ADVERTENCIA: No te conviertas en un adulto.

Cuando salió Pokémon Go el verano pasado tuve uno de los mejores momentos de mi vida de gamer. Nunca fui una gran gamer, pero soy de una generación que creció de la mano con la tecnología, y algún juego de pc* en mi historial tengo.

Nota: Este post estará acompañado de varios videos de mí haciendo bobadas, no te lo pierdas.

Para hacer un poco de background, tuve el privilegio de crecer en un hogar donde las computadoras u ordenadores eran moneda corriente, y tuve acceso a la tecnología desde muy chiquita. Para que se hagan una idea, he jugado muchos juegos cargándolos en MS-DOS, también usando disquettes -o floppy-, de los chiquitos, pero también los grandes, en ocasiones para jugar a un juego hacía falta copiar la información de varios disquettes al ordenador y luego ejecutarlo, cruzando los dedos para que funcionara…

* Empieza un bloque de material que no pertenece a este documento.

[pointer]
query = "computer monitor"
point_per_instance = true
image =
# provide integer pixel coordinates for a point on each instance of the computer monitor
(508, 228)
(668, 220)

Me gusta tener este conocimiento en mi haber. No me va a servir de absolutamente nada en el futuro, pero creo que haber visto esta evolución de las cosas hace que una valore más los privilegios del hoy y ahora.

Pokémon Go reunía un montón de cualidades que me transportaban de nuevo a una tardía década de los noventa. La sensación de estar enganchada a un juego era algo que no me pasaba hacía años, ni el Candy Crush pudo conmigo, y al descubrirme pasándomelo bien y divirtiéndome como una nena chica llegué una vez más a la conclusión de que ser adulto es la peor mierda que te va a pasar en la vida, y que toda la adultez se termina reduciendo a los momentos en los que podés decir que todas tus responsabilidades de adulto están cubiertas y podés dedicarte un momento a vos mismo y disfrutar de la vida, es decir, como cuando no eras adulto.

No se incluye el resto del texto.